3. “Waiting 4 my date when an older couple asked me for a ride. my date came up and said sure! We drove them home & they asked us to come in. Date said “sure”. I pulled him back & asked why he wanted to hang w/strangers. He said ‘sh@t! YOU DON'T KNOW THEM!?’ We bolted!” – @natashaham75

facebook dating

Talk about a fashion faux pas.

Giphy

4. “Before the date, we had been chatting about books we liked and I talked about a great book I just read. We went on the date. I loaned her the book. She ghosted me.” – @thenextbarstool

5. “The worst first date I ever had was when my date locked his keys in the car and I had a curfew so he had to break his car window out to get me home on time. Didn’t think I’d ever see him again but we wound up married.” – @csleblan

6. “First date movie ‘Basic Instinct’ not realizing how suggestive it was. We just thought it was a mystery thriller! We left the movie discussing how each character could have actually murdered someone. We're married now.” – @Southrnbell_Amy

black people meet

There are worse first date movies tbh.

Giphy

7. “First date with my ex husband was a double date with his parents. The preview for ‘Speed Racer’ came on, and she leaned over me to say to her son, ‘You know what your dad's nickname in the bedroom is?’" – @theostoria

8. “A friend asked me on a double date as a blind date with his date's friend. I went to the bathroom and came back just in time to hear my date say to her friend, ‘why do I get the ugly one?’ I said good night to all three and headed home, leaving her w/the bill.” – @StevenTrustum

9. “He loved cheese. I was subjected to a 2 hour conversation/lecture about cheese, and why cottage cheese is not cheese!” – @Optimist_Eeyore

bumble

I'd like to see this two-hour cheese lecture.

Giphy

10. “He took me to an Asian fish market. We walked around looking at live & dead fish for a while. I don’t like seeing dead animals & I don’t eat seafood. Then we sat on a curb & he pulled out a ziplock bag of pineapple for us to share. I don’t like pineapple.” – @markayhali

11. “My cousin set up a first date for me with a family friend. During a break from dinner, Mr. Man follows me into the ladies’ room, comes up close and says in a low voice, ‘I shave my butt.’ Can’t remember what I said in response but the evening ended abruptly.” – @carli_zarzana

12. “I once took out my high school crush to a sports bar and ordered the spiciest wings there in an attempt to impress her. Not only was she not impressed. The next morning I woke up with heartburn.” –@Dmonster38

tindr conversation starters

Talk about a hot date.

GIF

13. “My date showed up with his bestie and girlfriend, and they talked through dinner about people I don’t know. Walking to the car, he gave me a wedgie because he thought he hadn’t been paying enough attention to me.” – @surrealDazey


14. “I was taking my date home and was pulled over by the police for speeding. When the cop came to my car, she jumped out and told him she had to get home.

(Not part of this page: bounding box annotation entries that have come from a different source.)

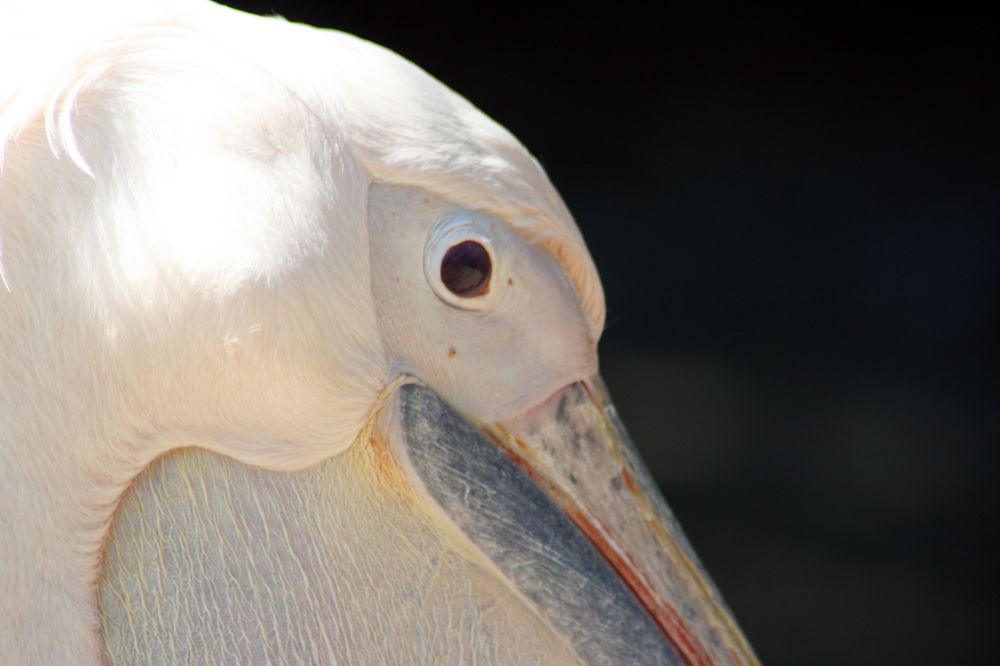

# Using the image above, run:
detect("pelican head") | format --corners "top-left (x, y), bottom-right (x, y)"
top-left (0, 0), bottom-right (755, 664)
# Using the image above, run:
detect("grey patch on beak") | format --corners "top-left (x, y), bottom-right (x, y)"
top-left (398, 386), bottom-right (684, 664)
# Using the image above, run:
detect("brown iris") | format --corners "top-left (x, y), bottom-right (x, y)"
top-left (441, 241), bottom-right (492, 298)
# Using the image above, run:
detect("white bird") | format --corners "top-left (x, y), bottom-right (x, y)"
top-left (0, 0), bottom-right (755, 665)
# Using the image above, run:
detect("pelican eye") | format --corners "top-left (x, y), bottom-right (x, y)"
top-left (441, 240), bottom-right (493, 298)
top-left (424, 211), bottom-right (500, 312)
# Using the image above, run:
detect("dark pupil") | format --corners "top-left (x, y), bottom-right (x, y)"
top-left (441, 241), bottom-right (490, 297)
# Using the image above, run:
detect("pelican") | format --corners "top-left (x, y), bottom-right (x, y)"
top-left (0, 0), bottom-right (756, 665)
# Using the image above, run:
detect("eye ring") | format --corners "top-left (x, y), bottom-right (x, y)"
top-left (440, 240), bottom-right (493, 298)
top-left (424, 211), bottom-right (500, 310)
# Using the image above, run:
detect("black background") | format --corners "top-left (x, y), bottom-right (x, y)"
top-left (229, 0), bottom-right (1000, 665)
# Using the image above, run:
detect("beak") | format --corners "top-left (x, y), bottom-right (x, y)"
top-left (97, 378), bottom-right (756, 666)
top-left (394, 376), bottom-right (758, 665)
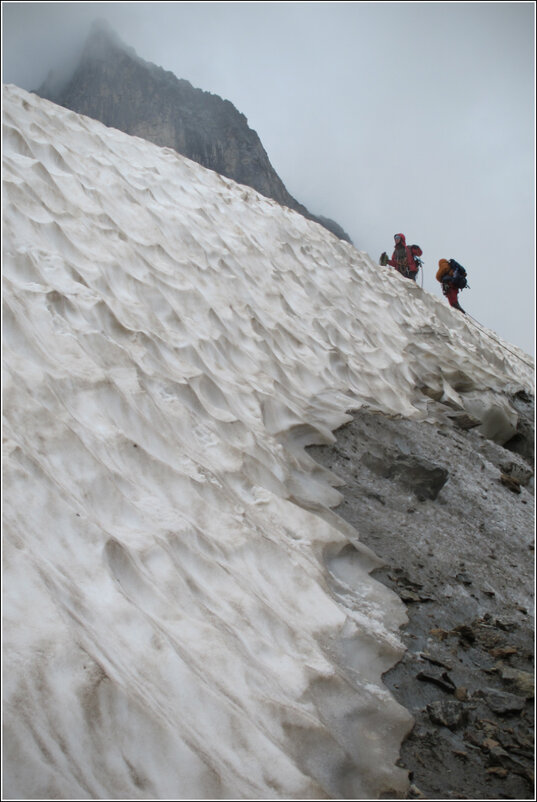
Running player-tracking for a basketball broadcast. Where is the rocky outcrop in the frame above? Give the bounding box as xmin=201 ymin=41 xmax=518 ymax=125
xmin=35 ymin=23 xmax=351 ymax=242
xmin=308 ymin=404 xmax=535 ymax=799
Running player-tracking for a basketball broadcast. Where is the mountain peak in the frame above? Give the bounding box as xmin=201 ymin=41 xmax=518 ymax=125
xmin=35 ymin=19 xmax=351 ymax=242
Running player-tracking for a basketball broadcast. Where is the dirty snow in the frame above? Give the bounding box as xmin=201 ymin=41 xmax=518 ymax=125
xmin=3 ymin=86 xmax=533 ymax=799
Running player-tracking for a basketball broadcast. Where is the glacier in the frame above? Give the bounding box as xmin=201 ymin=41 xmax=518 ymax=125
xmin=2 ymin=85 xmax=534 ymax=799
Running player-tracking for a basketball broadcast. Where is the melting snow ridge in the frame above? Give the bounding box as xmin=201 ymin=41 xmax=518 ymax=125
xmin=3 ymin=86 xmax=533 ymax=799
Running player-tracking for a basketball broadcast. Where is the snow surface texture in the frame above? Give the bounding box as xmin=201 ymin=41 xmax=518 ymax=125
xmin=3 ymin=86 xmax=533 ymax=799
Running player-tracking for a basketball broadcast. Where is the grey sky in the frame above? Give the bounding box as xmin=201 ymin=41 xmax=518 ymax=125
xmin=2 ymin=2 xmax=535 ymax=354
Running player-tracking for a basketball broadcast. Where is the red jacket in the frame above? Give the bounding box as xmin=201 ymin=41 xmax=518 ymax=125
xmin=388 ymin=234 xmax=423 ymax=276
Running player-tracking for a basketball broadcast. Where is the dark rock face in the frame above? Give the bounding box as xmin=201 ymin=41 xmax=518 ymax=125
xmin=35 ymin=23 xmax=351 ymax=242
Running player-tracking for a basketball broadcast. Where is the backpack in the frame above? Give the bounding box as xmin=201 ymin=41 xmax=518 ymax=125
xmin=410 ymin=245 xmax=423 ymax=272
xmin=449 ymin=259 xmax=468 ymax=290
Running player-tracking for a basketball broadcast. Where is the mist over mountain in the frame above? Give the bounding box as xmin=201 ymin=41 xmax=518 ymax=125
xmin=2 ymin=85 xmax=534 ymax=800
xmin=35 ymin=21 xmax=351 ymax=242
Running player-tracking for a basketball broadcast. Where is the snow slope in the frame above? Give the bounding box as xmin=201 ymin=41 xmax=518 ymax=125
xmin=3 ymin=86 xmax=533 ymax=799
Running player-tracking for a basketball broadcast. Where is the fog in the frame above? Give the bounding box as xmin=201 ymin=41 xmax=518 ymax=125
xmin=2 ymin=2 xmax=535 ymax=354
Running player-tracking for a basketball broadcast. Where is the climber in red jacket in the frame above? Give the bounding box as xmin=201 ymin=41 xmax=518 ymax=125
xmin=380 ymin=234 xmax=423 ymax=281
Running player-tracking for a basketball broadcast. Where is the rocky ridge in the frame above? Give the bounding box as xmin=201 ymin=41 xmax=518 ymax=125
xmin=35 ymin=23 xmax=351 ymax=242
xmin=308 ymin=392 xmax=534 ymax=799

She walked home and I never heard from her again. I'm not sure who's #WorstFirstDate it was mine or hers!” – @eastriverbear

15. “After an evening of dancing with a first date, leaving the dance hall, I had to take a quick pee break. Rushing out to the parking lot, I see a lady, I grab her and swoop her around, and plant a big wet kiss on the lips. She was another guy's wife. Oops!” – @seadogskamore

date you

Only Gomez could have gotten away with it.